I was speechless and didn’t know how to respond, so I nodded an acknowledgement to her successful two days. I believe she could tell by my look that I understood that it wasn’t an easy accomplishment.
I noticed she only had a light jacket, and was using it as a pillow. She had nothing else; no spare clothes, or other possessions that I could see. I said I had an extra jacket in the car and asked if she’d like to have it. She said she would and I got it for her. She immediately put it on.
She talked for awhile more, then we said goodbye. When I was about half-way to my car, I turned around, took some cash out of my wallet, rolled it up and handed it to her, saying, “You may need this.”
As she took it, she looked at me eye-to-eye and solemnly swore, “I won’t do anything bad with it.”
I know that if it is humanly within her power to do so she’ll keep her promise.
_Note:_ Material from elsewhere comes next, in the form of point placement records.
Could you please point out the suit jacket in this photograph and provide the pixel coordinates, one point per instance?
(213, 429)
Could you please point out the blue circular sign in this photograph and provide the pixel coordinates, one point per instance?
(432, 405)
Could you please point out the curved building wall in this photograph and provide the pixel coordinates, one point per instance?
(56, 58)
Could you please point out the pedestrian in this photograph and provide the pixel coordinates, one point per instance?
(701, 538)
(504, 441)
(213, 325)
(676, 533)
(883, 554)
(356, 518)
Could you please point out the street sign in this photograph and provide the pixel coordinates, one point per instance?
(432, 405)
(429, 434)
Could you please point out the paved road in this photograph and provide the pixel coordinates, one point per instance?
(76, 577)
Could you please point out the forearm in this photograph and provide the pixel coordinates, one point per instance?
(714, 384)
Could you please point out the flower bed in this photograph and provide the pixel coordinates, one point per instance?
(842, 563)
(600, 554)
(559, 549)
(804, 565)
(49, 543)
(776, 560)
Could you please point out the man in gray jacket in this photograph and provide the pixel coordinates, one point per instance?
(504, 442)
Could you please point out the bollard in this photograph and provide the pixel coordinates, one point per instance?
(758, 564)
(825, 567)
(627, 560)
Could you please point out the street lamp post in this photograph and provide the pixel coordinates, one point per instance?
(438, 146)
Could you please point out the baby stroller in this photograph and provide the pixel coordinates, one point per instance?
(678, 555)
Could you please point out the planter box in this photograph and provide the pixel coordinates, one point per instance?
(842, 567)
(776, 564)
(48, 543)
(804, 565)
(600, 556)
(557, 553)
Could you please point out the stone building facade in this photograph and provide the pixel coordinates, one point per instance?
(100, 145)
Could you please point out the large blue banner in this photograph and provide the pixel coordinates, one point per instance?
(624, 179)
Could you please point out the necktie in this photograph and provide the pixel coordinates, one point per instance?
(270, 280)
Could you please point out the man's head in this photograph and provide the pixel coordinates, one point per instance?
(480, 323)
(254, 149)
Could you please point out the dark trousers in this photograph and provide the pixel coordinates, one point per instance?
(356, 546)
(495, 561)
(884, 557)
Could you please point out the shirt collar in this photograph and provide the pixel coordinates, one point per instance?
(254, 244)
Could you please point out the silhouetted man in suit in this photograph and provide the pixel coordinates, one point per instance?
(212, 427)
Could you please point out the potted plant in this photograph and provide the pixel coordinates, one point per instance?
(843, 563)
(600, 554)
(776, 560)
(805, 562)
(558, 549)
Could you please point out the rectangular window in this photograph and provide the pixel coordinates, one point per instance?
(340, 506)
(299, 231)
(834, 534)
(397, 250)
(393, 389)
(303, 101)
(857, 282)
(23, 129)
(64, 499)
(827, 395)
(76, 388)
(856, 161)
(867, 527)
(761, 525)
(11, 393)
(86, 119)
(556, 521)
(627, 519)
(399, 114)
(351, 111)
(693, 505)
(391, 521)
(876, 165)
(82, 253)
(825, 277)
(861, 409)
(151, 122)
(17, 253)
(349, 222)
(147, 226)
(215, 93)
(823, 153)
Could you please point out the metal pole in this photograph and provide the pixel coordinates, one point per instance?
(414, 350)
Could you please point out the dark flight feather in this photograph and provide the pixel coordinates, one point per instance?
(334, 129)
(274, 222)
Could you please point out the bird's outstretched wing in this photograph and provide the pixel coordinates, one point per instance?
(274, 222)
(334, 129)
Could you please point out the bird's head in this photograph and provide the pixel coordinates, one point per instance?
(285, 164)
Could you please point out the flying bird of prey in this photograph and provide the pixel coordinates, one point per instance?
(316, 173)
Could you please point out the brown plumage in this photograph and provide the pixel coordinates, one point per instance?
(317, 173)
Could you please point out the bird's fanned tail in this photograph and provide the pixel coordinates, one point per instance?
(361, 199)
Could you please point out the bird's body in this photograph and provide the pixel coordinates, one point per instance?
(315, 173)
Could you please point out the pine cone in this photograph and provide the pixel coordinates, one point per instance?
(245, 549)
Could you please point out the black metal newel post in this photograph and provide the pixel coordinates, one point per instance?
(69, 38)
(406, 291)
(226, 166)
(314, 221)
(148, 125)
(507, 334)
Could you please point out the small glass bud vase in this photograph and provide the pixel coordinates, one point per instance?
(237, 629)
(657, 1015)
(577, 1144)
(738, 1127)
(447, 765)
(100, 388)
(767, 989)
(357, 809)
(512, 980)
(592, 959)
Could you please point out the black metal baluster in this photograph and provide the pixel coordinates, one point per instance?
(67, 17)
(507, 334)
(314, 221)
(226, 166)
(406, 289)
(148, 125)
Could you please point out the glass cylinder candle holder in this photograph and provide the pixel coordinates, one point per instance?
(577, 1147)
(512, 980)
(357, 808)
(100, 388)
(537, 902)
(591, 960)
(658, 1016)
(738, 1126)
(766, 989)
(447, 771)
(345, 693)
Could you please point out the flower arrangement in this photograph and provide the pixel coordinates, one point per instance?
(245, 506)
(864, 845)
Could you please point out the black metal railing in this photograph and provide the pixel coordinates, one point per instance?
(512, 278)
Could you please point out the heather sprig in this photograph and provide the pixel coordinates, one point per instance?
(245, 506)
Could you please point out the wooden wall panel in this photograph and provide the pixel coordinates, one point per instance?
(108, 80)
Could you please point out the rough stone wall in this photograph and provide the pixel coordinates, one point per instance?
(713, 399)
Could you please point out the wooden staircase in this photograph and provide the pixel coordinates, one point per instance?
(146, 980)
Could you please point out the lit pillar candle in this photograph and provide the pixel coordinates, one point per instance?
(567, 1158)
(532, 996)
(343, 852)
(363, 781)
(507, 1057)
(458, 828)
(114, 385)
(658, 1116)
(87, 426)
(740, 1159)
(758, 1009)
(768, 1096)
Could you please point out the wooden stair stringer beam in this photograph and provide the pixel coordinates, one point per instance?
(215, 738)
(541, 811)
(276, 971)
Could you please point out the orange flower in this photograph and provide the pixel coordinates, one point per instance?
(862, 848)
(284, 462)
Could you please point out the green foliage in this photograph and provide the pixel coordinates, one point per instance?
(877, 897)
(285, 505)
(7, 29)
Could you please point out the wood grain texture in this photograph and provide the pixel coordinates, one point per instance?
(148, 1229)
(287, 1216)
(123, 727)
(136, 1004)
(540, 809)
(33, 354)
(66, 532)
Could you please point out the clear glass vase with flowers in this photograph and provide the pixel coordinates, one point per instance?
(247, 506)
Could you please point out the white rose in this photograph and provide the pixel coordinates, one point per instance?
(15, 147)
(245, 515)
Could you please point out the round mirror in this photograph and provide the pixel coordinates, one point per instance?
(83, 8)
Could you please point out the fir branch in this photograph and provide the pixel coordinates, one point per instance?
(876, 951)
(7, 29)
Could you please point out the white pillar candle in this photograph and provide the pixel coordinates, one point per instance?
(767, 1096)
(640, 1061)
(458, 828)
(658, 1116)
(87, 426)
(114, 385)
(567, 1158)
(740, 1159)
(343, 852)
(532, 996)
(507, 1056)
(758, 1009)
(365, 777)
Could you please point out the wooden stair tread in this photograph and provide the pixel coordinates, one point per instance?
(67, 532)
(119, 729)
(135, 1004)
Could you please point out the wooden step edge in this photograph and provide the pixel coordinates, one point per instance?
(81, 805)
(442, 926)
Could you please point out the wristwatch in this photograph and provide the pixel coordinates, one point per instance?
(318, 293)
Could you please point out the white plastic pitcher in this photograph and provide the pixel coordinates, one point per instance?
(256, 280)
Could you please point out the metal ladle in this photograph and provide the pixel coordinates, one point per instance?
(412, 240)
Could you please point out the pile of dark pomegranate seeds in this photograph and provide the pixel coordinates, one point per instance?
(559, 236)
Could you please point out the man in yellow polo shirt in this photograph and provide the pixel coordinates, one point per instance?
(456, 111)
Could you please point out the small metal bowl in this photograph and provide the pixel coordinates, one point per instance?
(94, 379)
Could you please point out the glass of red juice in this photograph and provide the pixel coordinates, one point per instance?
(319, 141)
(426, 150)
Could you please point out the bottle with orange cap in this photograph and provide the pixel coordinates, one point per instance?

For just the price of a humble meal and a little time she gave so much more to me, and her gifts were priceless.
Trust. Gratitude. A solemn promise, beautiful smile, and glimpses of her struggle, story, and glorious spirit. A reminder as to the depth of joy that can come from giving, and the priceless gifts one can receive by doing so.
We wished each other a Merry Christmas. I got in my car and as I began to drive away, said, “Stay safe!”
If only one Christmas wish could come true for me this year, may it be that she does indeed stay safe, and rise above the terrible demons that have tried to keep her down.